When the U.S. Supreme Court upheld part of an Arizona law allowing police officers to ask people detained for other offenses to show proof of legal U.S. residence (not by any means a “stop and frisk” measure, which is why the court upheld it), the Department of Homeland Security, under the leadership of “Big Sister” Janet Napolitano, told Arizona authorities that federal officials would no longer accept inquiries from the state regarding a immigrant’s legal status.
That led one wag to say that, in not honoring a state law upheld as constitutional by the Supreme Court, “the United States had seceded from Arizona.”
There’s more. A July 16 article by Todd Gaziano and Robert Alt on the Heritage Foundation’s website (blog.heritage.org) strongly criticized an administration ruling July 13 that allowed states to change the welfare-to-work requirements specifically laid out in the 1996 welfare reform law passed with bipartisan majorities and signed by President Bill Clinton.
They said the Department of Health and Human Services is authorized only to change the reporting requirements of the states under the Temporary Assistance to Needy Families (TANF) section of the law.
However, an entirely different section says that the work-to-receive-benefits part of the law cannot be waived by memorandum.
Here’s the relevant portion: “Section 415(a)(2)(B) of the welfare reform act, now codified at 42 U.S.C. § 615(a)(2)(B), expressly states that “a waiver granted under section 1315 of this title (the one that HHS now claims it is acting under) or otherwise which relates to the provision of assistance under a State program funded under this part (as in effect on September 30, 1996) shall not affect the applicability of section 607 of this title (which applies the work requirements) to the State.”
That means, they say, that “whatever else might be said of the scope of the waiver authority, the secretary has no lawful authority to waive the work requirements of section 607, which is what HHS is contemplating in its memorandum.”
So, Obama is usurping legislative authority, and to some extent judicial authority, when he does such things.
In so doing, he treats as ineffectual, and therefore essentially nonexistent, a founding principle of American society.
To see that more clearly, we can turn to the writings of John Adams, who incorporated a phrase he had often used before into the founding document of his native state.
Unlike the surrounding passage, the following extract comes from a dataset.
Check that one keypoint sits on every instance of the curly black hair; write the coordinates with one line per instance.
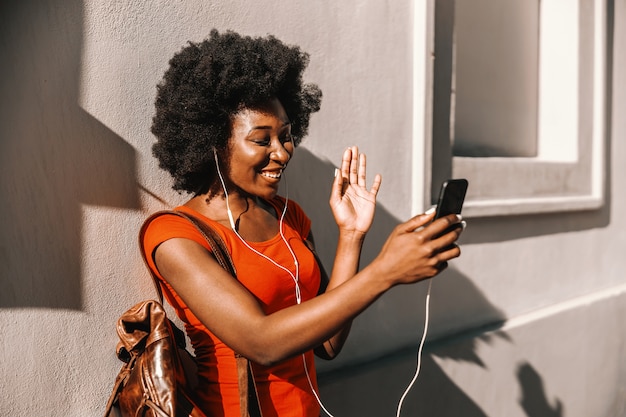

It is in Article XXX of the Constitution of the Commonwealth of Massachusetts. Here Adams speaks to our present dilemma, and his words are worth noting in their entirety (my italics):
“In the government of this commonwealth, the legislative department shall never exercise the executive and judicial powers, or either of them: the executive shall never exercise the legislative and judicial powers, or either of them: the judicial shall never exercise the legislative and executive powers, or either of them: to the end it may be a government of laws and not of men.”